If you made a hive body out of cedar, do you think the wax moths would avoid the hive?

I know it would be expensive, but so is replacing a hive. Do you think the bees would mind the smell of cedar?

Thesurveyor


----------



## Michael Bush (Aug 2, 2002)

Just plain western cedar and aromatic cedar are two different things. The closets are the aromatic cedar. I've never tried a cedar hive, but have thought about it. Cost, is of course the first problem. As to acceptance, I've heard of bees in cedar trees, so I would think they wouldn't mind, but I don't really know. After the bees propolize the whole insides there may not be that much of the smell left.


----------



## beekeeper28 (Nov 27, 2002)

I'm not an expert as I have not been keeping bees long, but I left my suppers on top of my hives. I have not had a problem. We have had cold and worm day through this winter. The Hive was strong going into winter.


----------



## hoosierhiver (Feb 27, 2003)

eastern red cedar(juniperus virginiana) is what grows aroung here and it's fairly potent wood and rot resistant,i've think the moths would be less inclined to really tunnel into them. i've also wondered about sassafras.


----------



## BeeTexas (Feb 27, 2003)

Wouldn't the cedar smell taint the honey? I know clothes stored in a cedar chest have a faint smell for a while.


----------



## dickm (May 19, 2002)

I took in my winter killed hives this week. I have 3 categories of stuff to store. 1 Drawn comb with little in it, but something. (A little capped honey or even open honey or a trifle of pollen). 2. Frames with considerable honey. 3 Frames with considerable pollen. I bought the Para-moth stuff from Mann Lake and read the label.

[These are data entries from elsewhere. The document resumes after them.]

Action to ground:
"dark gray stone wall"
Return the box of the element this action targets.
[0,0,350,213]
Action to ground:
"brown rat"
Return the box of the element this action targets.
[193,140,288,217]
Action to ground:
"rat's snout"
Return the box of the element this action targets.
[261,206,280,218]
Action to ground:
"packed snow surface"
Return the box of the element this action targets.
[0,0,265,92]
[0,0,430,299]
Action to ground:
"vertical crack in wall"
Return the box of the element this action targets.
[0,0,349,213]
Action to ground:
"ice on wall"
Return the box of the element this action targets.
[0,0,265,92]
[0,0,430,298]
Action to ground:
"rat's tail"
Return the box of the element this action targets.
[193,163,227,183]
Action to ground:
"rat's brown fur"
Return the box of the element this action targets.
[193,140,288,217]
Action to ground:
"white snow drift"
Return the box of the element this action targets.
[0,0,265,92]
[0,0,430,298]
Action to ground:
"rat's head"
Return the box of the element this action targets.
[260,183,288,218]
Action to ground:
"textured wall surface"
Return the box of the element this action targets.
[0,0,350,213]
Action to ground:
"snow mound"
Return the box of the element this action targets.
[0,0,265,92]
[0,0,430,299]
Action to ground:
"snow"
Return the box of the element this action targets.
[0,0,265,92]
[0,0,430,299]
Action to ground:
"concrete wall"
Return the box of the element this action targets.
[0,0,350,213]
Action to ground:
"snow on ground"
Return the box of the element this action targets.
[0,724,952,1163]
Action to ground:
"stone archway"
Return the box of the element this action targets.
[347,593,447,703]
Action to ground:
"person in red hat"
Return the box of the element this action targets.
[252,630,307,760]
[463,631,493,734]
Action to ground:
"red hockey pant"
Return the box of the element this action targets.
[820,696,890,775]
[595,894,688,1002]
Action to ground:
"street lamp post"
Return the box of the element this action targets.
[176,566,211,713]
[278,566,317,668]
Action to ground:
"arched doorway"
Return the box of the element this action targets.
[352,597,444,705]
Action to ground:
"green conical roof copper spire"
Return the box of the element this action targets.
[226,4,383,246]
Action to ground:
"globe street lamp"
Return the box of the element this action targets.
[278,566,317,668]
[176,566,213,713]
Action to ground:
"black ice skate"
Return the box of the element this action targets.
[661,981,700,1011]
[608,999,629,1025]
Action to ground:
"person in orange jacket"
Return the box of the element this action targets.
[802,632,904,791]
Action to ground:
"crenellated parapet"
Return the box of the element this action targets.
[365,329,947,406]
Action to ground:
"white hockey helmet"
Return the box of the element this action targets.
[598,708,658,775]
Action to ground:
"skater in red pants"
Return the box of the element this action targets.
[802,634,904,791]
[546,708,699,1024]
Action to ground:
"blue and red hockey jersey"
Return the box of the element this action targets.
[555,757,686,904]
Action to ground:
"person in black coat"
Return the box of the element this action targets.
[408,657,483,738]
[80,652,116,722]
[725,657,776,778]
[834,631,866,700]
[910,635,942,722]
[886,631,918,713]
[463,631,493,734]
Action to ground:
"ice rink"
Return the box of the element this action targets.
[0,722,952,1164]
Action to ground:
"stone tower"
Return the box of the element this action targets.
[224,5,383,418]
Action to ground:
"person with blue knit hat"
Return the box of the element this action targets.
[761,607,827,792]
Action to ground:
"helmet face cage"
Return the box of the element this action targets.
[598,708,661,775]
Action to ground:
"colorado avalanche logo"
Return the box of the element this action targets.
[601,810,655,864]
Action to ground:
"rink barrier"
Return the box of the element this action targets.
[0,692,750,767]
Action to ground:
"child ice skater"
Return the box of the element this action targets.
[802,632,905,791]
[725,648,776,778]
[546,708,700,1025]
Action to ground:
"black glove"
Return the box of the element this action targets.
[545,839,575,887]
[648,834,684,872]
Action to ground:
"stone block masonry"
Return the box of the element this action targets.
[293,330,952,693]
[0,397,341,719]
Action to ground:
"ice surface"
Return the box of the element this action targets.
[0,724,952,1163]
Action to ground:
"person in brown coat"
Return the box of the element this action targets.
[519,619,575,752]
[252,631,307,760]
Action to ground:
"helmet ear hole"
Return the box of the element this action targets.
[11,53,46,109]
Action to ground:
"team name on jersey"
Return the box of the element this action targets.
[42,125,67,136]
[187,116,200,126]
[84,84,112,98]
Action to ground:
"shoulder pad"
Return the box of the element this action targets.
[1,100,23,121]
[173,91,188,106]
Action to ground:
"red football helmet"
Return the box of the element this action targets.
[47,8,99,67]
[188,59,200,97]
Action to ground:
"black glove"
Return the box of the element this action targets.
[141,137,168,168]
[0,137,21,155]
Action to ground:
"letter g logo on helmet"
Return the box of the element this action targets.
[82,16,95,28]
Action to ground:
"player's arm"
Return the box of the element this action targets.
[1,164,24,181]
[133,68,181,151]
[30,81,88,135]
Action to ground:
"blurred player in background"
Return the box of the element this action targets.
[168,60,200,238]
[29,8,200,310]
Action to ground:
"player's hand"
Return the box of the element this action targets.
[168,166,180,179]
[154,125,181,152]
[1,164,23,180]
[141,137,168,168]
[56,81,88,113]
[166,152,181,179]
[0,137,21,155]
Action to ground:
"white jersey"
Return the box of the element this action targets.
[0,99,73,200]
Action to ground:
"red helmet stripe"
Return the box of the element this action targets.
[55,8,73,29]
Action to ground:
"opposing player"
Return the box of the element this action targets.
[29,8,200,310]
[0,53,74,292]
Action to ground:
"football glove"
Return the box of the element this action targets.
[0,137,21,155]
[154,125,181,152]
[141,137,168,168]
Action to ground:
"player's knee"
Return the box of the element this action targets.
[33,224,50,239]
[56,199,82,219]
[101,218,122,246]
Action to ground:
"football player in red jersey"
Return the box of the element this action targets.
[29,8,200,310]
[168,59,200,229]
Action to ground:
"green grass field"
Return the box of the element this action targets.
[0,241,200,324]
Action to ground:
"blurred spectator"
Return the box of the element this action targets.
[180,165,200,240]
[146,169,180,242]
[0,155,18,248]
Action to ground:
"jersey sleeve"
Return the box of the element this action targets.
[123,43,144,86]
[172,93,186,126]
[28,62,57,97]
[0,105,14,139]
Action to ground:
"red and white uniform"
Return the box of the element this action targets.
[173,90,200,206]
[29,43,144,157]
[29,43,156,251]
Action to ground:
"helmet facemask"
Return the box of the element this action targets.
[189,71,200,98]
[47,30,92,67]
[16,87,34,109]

It seems that I can use it on nothing I have without taking a chance of poisoning the new bees when they clean this up. Mike, Would Cretan work on open frames that you know the bees will be into?

Dickm


----------



## Michael Bush (Aug 2, 2002)

Yes I think certan will work on anything. It offers no threat to bees or humans. I get it from www.beeworks.com ( try http://www.beeworks.com/uspage5.asp at the bottom of the page) and have not seen it for sale anywhere else. He doesn't have it labled in the catalog as "Certan", though it is, but it says "wax moth control" and described as "The only biological larvaecide available for the control of Wax Moth in comb, both in store and the hive."


----------



## Iowabeeman (Mar 9, 2003)

Wax moths are always present to some degree. The amount varies a lot from year to year. I have even seen moths walk in the hive entrance. There seems to be a period right after sundown when the guard bees relax. I have watched moths go in unchallenged. This is also an excellent time to put a new queen in a split. Just run them in the entrance. they are almost always excepted.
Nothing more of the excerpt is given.